There's been a lot of media focus on people who have been getting letters from their health insurance companies telling them that their plans are being cancelled and they'll have to pay a lot more for the equivalent plan that the insurer will happily roll them into. What's missing in at least some of these letters, a
new TPM investigation finds, is that the customer has many more choices and might be eligible for subsidies if they shop on the new health insurance exchange. Some of the letters don't even mention that there
is a health insurance exchange.
One of the people featured is Donna, a 56-year-old Seattle resident with a 57-year-old husband and 15-year-old daughter. Her insurer, LifeWise of Washington, sent her a letter that said nothing about the exchange, telling her she'd be rolled into a new plan that would cost her about $300 more a month. Donna knew about the new marketplace, so she shopped there, and found a plan that would save her family more than $1,000 a month with her subsidy. Donna knew about the exchange and was able to shop around. Some of these health insurers are banking on finding customers who aren't as knowledgable, and will take the bad deal offered to them.
TPM has confirmed two specific examples where companies contacted their customers prior to the marketplace's Oct. 1 opening and pushed them to renew their health coverage at a higher price than they would pay through the marketplace. State regulators identified the schemes, but they weren't necessarily able to stop them.
It's not yet clear how widespread this practice became in the months leading up to the marketplace's opening -- or how many Americans will end up paying more than they should be for health coverage.
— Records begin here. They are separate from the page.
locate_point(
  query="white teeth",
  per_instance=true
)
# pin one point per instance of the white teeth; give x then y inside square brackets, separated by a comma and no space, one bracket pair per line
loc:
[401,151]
But misleading letters have been sent out in at least four states across the country, and one offending carrier, Humana, is a company with a national reach.
Those four states are Washington, Colorado, Kentucky and Missouri, but those probably aren't the only states. In the case of Donna, the insurer told TPM that their "experience is that our customers are already aware that they have other options in the market and that we've never had to tell them in the past that we have competitor." What he's not saying that his own company had a plan that would have offered Donna a much better deal on the marketplace, but that here was an opportunity to try to dupe the customer in to a more expensive one.
In Kentucky, Humana did dupe 2,200 people into taking that bad deal, but a proactive insurance commissioner heard about the scam and put an end to it. The result was that those 2,200 were released from their obligation to Humana, and allowed to shop on the exchange for a better deal. They also gave Humana a whopping $65,000 fine for misleading practices.
That's what happens when there's an insurance commissioner who is proactive and in a state that is trying to make Obamacare work. In the 36 states that didn't set up their own exchanges, where state government is hostile to Obamacare, who knows how many people are being taken in by their insurers?